The Marlins made their most notable trade in dealing Andrew Heaney to the Dodgers for Dee Gordon. The trade also netted Dan Haren, a solid and proven veteran starter (if he chooses not to retire) and also cost the Marlins Enrique Hernandez, Austin Barnes, and reliever Chris Hatcher.
Both deals illustrate a significant shift for the Marlins who have now moved from the acquisition phase of 2014 towards the winning phase for 2015. Sure, the moves depleted their minor league assets, but the Marlins made the shrewd moves to supplement the big league level which, after all, is the point of owning an MLB franchise. You want to win and win in October (unlike the Braves who seem to historically just want to win the regular season and check out for the playoffs).
Going back to the Blue Jays deal from 2012, most of the pieces of that deal are no longer with the team. Jake Marisnick, along with Colin Moran, were dealt to land Kiki Hernandez and Jarred Cosart. Cosart is shaping up like a legit staff #2 starter and has an electricity about him that shows he is an upgrade over anything the Marlins had among their touted prospects. Hernandez was later flipped to help land Gordon and Haren from the Dodgers. Essentially the Marlins upgraded their 2B position with Gordon, where Hernandez was going to compete with Donovan Solano for the starting gig.
Another part of that deal was Justin Nicolino, who continues to shine in the Marlins farm system as a potential starter down the line for the Fish. Looking back at that deal, which is only 2 years old, one can see the Marlins were able to make a significant leap due to the talent acquired in that deal. Meanwhile, the Blue Jays are still trying to spend their way into the winning phase from the acquisition phase.
The point being that refilling your tub with your own water is much less costly than using someone else’s water. With these recent moves, we will also begin to look at the Marlins farm system with new eyes as the philosophy has changed from one of stockpiling, to acquisition, and now towards winning. The focus will be on getting the parent club bridged to sustainable winning.

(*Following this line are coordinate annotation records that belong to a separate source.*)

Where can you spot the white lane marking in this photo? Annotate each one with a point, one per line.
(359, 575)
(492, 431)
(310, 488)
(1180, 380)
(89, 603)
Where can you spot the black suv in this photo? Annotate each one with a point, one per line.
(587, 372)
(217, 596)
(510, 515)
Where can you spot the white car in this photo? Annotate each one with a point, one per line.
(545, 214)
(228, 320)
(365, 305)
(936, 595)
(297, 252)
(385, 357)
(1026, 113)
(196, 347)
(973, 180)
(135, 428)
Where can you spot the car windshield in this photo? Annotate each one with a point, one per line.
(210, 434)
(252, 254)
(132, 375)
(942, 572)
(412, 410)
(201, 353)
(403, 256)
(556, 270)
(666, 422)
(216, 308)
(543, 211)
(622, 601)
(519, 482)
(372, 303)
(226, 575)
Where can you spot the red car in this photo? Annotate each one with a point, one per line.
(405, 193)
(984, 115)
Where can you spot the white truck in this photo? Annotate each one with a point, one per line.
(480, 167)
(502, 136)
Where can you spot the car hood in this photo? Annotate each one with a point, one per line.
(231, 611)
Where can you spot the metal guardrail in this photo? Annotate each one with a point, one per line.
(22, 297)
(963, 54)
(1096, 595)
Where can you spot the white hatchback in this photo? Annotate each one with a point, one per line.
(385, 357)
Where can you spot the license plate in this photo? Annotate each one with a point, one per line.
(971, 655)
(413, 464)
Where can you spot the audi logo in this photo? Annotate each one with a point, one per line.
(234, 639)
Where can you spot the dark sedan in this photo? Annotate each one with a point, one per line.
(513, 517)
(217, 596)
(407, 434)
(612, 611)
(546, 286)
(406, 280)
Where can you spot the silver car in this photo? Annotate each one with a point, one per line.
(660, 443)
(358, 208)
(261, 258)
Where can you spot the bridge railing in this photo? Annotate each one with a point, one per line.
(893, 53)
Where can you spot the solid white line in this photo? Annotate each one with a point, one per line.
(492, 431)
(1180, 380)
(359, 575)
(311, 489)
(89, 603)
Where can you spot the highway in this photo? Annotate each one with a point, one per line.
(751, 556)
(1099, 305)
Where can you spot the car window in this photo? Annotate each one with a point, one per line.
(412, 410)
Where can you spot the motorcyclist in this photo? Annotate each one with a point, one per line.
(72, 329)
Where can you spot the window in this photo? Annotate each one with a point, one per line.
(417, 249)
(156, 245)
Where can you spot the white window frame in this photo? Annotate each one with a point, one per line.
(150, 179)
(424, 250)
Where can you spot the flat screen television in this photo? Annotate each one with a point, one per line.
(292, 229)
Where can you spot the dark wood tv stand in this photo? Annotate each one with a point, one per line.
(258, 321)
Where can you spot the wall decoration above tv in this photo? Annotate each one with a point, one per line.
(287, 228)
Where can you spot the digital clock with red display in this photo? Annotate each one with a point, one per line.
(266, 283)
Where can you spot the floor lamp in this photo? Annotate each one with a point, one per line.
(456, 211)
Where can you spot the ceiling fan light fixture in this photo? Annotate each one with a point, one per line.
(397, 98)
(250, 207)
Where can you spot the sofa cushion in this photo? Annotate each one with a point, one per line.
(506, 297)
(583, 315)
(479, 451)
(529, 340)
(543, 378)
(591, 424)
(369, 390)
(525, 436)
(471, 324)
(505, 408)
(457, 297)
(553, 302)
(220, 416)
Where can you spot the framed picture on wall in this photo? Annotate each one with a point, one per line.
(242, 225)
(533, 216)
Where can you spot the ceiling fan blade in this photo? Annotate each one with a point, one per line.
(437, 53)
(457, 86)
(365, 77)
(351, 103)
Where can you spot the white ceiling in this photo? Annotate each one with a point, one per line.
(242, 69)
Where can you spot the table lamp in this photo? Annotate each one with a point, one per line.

Which brings us to the final phase and it is a phase only for elite franchises – saturation. This is when there is talent at all levels that not only creates a strong, sustainable winning team at the big league level, but the talent is so rich that there is talent waiting to get into the big show that could start for other franchises. Believe it or not, the Marlins are trending that way with some of the assets they have in their farm system. Nicolino, for example, is not even the Marlins top pitching prospect – that would go to the big Texan fireballer, Tyler Kolek who, at all of 19, has one of the most impressive fastballs ever recorded. With Stanton locked in with the Marlins for the next 13 years, free agents are going to be very attracted to south Florida for baseball which also means the Marlins will have less of a need to spend their farm assets on filing positions of need and want. The future is certainly bright for the Marlins.